Afghanistan Making Great Strides In Womens' Higher Ed, But Significant Barriers Still Exist
In October, with a $1 million grant from Carnegie Corporation, The Asia Foundation announced a new initiative, Carnegie Corporation Scholarships for Afghan Women. The project will run through March 2017 and will support 88 university scholarships at both public and private universities in Afghanistan; 78 Afghan women will enroll in undergraduate degree programs and 10 women university professors will enroll in advanced degree programs. Scholarship recipients will represent all geographic regions of Afghanistan.
This program is both timely and critical for the future of Afghanistan. When the Taliban regime fell in late 2001, Afghan women had one of the highest illiteracy rates in the world – only 10 percent of Afghan women could read and write.
Since then, Afghanistan has made great strides in girls’ education, but significant barriers to higher education still exist. This scholarship initiative will help close the gender gap in higher education and give Afghan women the chance to fully contribute to national development.

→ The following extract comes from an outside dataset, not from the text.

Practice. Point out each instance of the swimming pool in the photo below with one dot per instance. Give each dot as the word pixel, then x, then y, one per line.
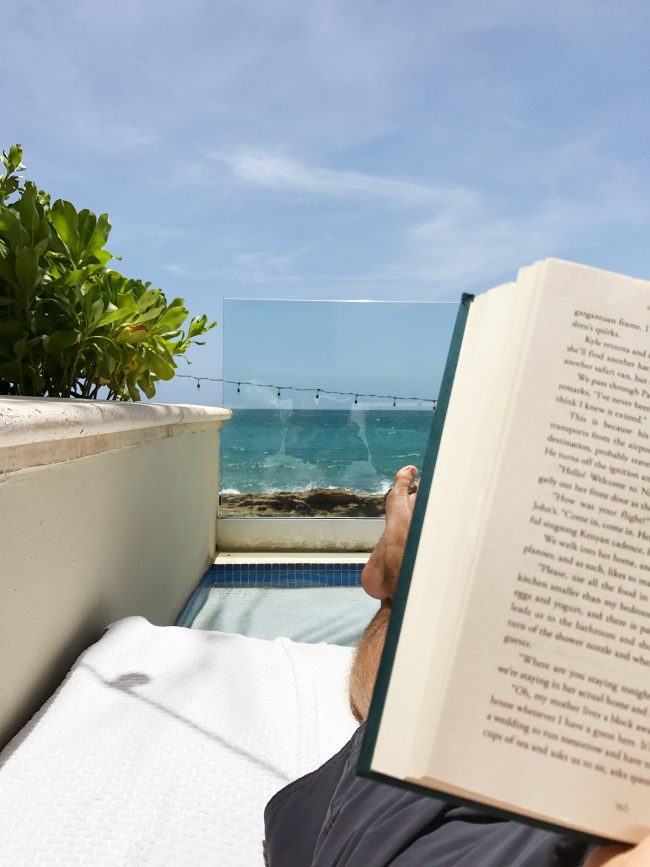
pixel 308 600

The scholarship program will be complemented by a $50,000 grant from Carnegie Corporation to the Foundation’s Books for Asia program, which will support library development efforts at select Afghan universities.
“In my view,” said Vartan Gregorian, president of Carnegie Corporation, “when you educate a woman you educate a whole generation. Women are the seeds of civilization so we are investing in Afghan women because advancing their education is an important milestone in Afghanistan’s growth and progress. Not only do they represent almost half their country’s population, their aspirations embody the great potential of Afghanistan’s future.”
The Asia Foundation has been at the forefront of empowering women in Asia for almost 60 years. In Afghanistan, girls’ and women’s education has been a key focus since the Foundation reopened its office in Kabul in January 2002. The Foundation recognizes that the future of Afghanistan depends heavily on the ability of young women and men to lead the country out of extreme poverty, illiteracy, ill-health, and instability—this ability is a direct product of education.